Today, Ballmer is CEO of Microsoft, and he said it may not be professionally prudent to say so, but yes, India could well produce the next Gates. However, he reckoned such an individual may still choose to take his big idea to the US and base his company there, for “proximity to affluent companies to get his company off the ground”. This is why it is so important, he said while delivering the Madhav Rao Scindia Memorial lecture, that India keep growing at 8-10 per cent, to spread the circle of affluence in the country and become a magnet for innovative ideas.
Ballmer said his job at Microsoft — which incidentally has made him the 24th richest person in the world according to Forbes magazine — is to pick the right kind of people to make innovation possible. And in India, he said there needs to be a particular kind of innovation that makes computing devices affordable to a larger part of Indian society. Microsoft will harness all its values and principles so that 400-500 million Indians get access to computers.
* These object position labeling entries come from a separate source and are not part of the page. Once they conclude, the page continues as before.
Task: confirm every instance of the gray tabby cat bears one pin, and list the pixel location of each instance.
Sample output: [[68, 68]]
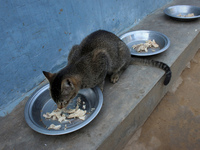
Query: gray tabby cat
[[101, 53]]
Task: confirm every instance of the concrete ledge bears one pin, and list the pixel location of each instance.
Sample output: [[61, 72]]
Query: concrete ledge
[[127, 104]]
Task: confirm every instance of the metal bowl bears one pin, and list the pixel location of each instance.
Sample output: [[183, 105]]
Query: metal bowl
[[141, 36], [175, 11], [41, 102]]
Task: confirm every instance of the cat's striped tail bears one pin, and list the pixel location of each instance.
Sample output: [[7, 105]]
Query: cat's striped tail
[[154, 63]]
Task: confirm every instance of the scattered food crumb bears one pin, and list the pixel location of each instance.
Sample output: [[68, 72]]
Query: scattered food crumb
[[59, 115], [188, 15], [55, 127]]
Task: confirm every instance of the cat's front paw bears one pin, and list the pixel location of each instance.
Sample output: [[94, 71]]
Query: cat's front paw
[[114, 78]]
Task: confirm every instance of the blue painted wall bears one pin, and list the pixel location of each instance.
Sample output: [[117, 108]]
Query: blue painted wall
[[37, 35]]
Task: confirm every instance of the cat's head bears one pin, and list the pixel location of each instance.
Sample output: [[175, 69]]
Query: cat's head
[[62, 90]]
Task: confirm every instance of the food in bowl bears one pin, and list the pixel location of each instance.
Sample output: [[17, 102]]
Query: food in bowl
[[143, 47]]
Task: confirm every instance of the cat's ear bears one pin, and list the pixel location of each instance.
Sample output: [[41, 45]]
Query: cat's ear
[[67, 84], [48, 75]]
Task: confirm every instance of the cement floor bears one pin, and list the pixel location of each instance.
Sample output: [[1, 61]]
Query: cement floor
[[174, 124]]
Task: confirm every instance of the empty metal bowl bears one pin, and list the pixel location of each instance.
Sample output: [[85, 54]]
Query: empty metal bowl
[[41, 102], [181, 12], [141, 36]]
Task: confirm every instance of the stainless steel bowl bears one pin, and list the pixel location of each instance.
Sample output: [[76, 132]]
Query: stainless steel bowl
[[141, 36], [175, 11], [41, 102]]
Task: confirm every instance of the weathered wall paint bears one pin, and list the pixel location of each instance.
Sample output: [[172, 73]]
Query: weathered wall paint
[[37, 35]]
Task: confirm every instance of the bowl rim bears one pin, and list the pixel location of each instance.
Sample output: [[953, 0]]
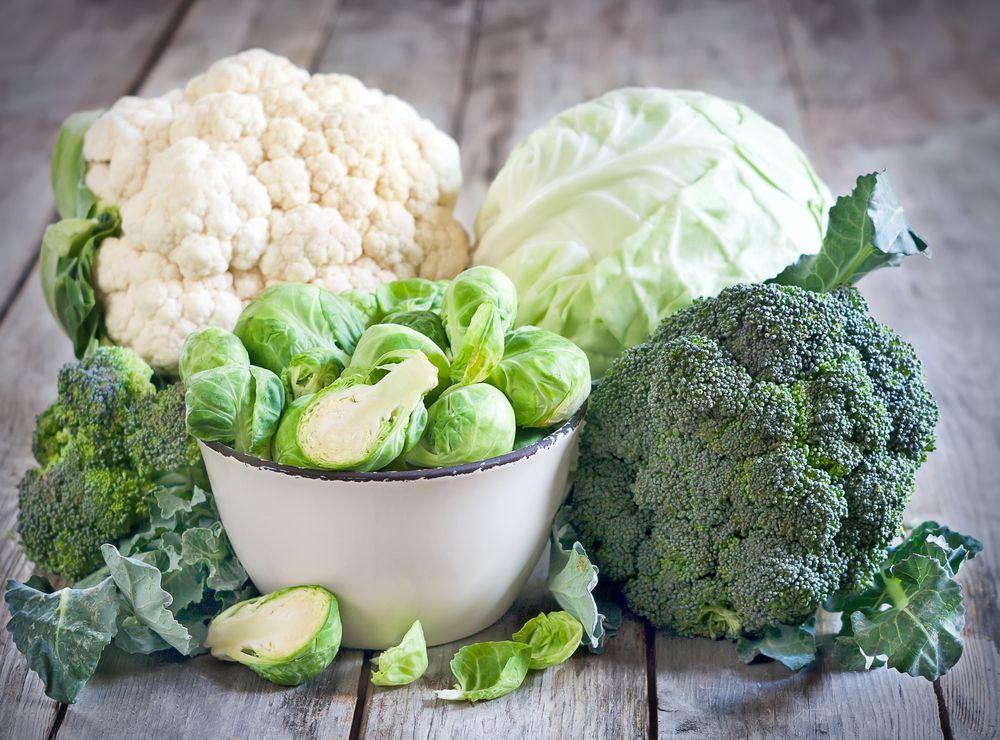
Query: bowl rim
[[404, 475]]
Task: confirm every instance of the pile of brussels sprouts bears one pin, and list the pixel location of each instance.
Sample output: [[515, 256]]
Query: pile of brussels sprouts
[[418, 374]]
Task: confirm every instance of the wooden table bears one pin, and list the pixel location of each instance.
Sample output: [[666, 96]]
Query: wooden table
[[913, 86]]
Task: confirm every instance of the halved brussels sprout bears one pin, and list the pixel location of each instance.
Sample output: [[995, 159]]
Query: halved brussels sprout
[[290, 318], [210, 347], [413, 294], [470, 290], [467, 423], [427, 323], [545, 376], [353, 425], [310, 371], [481, 347], [238, 406], [287, 636], [380, 339]]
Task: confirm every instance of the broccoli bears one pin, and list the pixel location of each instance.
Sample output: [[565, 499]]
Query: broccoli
[[102, 448], [751, 458]]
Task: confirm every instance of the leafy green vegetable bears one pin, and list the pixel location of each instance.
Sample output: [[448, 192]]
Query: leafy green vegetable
[[403, 663], [911, 616], [545, 376], [209, 348], [286, 637], [239, 405], [553, 638], [62, 634], [487, 670], [867, 231], [572, 579], [467, 423], [751, 458], [290, 318], [66, 265], [623, 209], [792, 645], [68, 167]]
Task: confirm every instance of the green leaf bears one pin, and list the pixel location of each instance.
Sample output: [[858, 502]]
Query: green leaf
[[403, 663], [794, 646], [552, 637], [920, 633], [867, 230], [63, 633], [572, 579], [68, 167], [487, 670], [66, 270], [140, 585]]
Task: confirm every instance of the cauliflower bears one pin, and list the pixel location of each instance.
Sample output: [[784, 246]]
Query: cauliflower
[[257, 173]]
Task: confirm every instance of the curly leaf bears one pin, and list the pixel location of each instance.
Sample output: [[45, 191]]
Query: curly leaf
[[920, 633], [150, 620], [572, 579], [794, 646], [867, 230], [63, 633]]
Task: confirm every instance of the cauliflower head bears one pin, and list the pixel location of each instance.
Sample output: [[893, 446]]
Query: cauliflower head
[[258, 173]]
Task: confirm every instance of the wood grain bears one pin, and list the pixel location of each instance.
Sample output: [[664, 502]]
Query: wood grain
[[54, 60], [589, 696], [933, 119]]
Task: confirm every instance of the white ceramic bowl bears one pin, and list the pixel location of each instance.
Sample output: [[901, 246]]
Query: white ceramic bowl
[[450, 546]]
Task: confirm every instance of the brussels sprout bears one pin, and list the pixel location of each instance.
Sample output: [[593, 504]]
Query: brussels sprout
[[427, 323], [553, 638], [310, 371], [545, 376], [366, 304], [287, 636], [210, 347], [414, 294], [284, 446], [467, 423], [481, 347], [471, 289], [383, 338], [354, 425], [403, 663], [239, 406], [290, 318]]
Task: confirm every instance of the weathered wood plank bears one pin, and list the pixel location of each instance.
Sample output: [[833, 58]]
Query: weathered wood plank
[[932, 117], [706, 692], [415, 50], [588, 696], [53, 61]]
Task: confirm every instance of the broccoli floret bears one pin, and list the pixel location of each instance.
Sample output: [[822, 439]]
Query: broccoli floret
[[751, 458], [102, 448]]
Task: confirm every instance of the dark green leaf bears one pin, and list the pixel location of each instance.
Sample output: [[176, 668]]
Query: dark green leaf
[[920, 633], [867, 230], [794, 646], [62, 634]]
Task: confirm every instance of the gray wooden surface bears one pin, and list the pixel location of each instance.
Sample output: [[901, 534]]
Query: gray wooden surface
[[912, 86]]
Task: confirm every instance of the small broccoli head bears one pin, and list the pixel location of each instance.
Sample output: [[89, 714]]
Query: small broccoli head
[[69, 509], [751, 458]]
He said India is the leader in IT industry: 30 per cent of all computer science graduates in the world passing out of Indian universities. “That puts a special responsibility on this country. The world is counting on the talent of this country to lead the next wave of innovation. We want access to the incredible talent graduating from universities here.”
Harnessing that talent, requires companies to work with a “big bold goal”. He recalled how in his early days at Microsoft in the 1970s, he had a case of nerves and wondered whether he had done right to quit business school and join this new company. Gates took him to dinner with his father and spoke of his ‘big bold goal’, to put a computer on every desk in every home. Perhaps that was the first time Gates thought up the goal, but it worked, and today Microsoft has grown from a mere 30 employees to 73,000 in the 26 years since Steve joined (18 per cent of its Seattle-based engineers are Indian.)
Moore’s Law — that is, computing power and affordability will increase by a factor of two every 18 months — will operate over the next decade, Ballmer reckoned. “The innovation over the next 10 years will be even more exciting,” he said. Take this obsolete piece of technology he said, waving a piece of paper. The computer industry will produce devices over the next decade which are as thin as paper, yet will deliver all the tasks expected from them. Digitisation will move apace, enabling the user’s productivity and creativity by reading voice and intent.
Yet, he said, two key fields are yet to harness the real potential of digitisation: healthcare and education. This requires innovation to meet very Indian requirements and for businesses to be more socially conscious.